From a legal perspective, the use of images of the rioters on Facebook, blogs and other social media should be supported in so far as users are “facilitating justice,” as Daniel Henry puts  it, “not working on substitute remedies.” But the point Kember is making is that photographs often perform a “substitute remedy” because the act of photographing is bound up with a desire to control the subject depicted. Photography renders the fleeting (and in this case, fleeing) subject in a form that seems durable, discrete, and fixed. The threat is reduced at least temporarily because the threatening person becomes an object which cannot look back at the viewer.

Vigilante uses of images and videos are an extreme (perhaps exaggerated) form of this urge to “capture” threatening subjects in photographic fetishism. Vigilante uses of images and videos in social media stem as well from the tremendous truth-value that law invests in photographic images.

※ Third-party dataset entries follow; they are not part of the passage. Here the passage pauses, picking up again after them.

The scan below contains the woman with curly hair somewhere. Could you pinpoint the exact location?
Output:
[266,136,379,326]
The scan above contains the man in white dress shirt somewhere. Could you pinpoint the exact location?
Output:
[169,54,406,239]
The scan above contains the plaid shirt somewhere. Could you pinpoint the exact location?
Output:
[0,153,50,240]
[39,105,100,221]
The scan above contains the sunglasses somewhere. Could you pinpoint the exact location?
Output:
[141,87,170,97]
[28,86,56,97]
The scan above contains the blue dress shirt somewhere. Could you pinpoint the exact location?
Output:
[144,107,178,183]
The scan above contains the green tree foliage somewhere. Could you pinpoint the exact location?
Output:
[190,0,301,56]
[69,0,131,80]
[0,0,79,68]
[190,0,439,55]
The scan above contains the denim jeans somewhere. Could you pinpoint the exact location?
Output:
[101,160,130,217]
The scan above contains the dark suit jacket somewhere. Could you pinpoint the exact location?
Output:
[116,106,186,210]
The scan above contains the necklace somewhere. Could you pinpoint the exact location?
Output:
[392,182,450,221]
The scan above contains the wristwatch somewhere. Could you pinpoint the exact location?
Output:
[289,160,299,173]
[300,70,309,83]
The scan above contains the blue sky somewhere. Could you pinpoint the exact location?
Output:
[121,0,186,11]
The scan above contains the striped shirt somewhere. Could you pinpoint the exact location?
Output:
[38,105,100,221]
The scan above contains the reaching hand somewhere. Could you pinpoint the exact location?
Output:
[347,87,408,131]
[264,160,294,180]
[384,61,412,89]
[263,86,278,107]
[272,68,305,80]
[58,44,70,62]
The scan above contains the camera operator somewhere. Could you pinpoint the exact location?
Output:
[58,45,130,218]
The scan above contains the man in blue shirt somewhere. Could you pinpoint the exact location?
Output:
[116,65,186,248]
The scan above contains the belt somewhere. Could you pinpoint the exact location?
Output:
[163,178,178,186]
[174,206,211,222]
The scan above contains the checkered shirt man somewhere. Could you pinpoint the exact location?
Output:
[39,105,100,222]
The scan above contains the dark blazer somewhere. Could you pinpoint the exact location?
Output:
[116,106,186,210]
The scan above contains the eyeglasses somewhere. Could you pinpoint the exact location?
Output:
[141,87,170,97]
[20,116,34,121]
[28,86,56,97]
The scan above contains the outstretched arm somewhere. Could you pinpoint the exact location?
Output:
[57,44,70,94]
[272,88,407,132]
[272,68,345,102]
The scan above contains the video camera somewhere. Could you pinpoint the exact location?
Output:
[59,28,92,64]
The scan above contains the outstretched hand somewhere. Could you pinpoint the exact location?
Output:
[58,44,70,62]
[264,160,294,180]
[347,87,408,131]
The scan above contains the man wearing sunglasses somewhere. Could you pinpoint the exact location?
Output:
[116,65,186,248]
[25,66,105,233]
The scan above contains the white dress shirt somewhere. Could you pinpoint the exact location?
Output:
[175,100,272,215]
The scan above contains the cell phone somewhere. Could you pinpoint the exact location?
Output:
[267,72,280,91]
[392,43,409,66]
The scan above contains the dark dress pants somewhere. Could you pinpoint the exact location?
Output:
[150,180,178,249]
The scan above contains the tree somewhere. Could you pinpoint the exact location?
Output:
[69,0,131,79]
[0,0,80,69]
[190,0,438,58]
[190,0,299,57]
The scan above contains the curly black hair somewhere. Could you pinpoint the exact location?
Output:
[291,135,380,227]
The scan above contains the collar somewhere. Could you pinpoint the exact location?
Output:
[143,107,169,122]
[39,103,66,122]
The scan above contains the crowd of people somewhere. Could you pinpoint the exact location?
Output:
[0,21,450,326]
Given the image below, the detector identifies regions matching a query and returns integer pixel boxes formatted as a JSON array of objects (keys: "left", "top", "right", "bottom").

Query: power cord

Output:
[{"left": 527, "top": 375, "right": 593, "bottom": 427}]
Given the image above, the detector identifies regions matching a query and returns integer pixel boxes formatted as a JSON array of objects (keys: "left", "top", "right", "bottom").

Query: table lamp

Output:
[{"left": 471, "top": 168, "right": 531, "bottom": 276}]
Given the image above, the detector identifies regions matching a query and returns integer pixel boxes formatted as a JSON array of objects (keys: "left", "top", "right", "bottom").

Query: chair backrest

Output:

The problem, as Kember points out, is that “Fetishism is always an inadequate and unstable means of control precisely because it is a compensatory mechanism” (p. 6). In other words, the more the act of photographing and displaying photographic images is invested with an almost magical ability to capture, punish and restore order (what Henry calls “substitute remedies”), the more that those images become reminders of what is actually lost. Henry, for instance, sees a very real possibility that the vigilante “frenzy” will further undermine “civilized democracy.”

In this way the technologies of control — in this case social media and digital images — can become intertwined with the threats which they are supposed to contain and neutralize. Digital cameras and social media — the new post-riot gear — are thus imagined to be as much of a threat to law and order as the riot itself.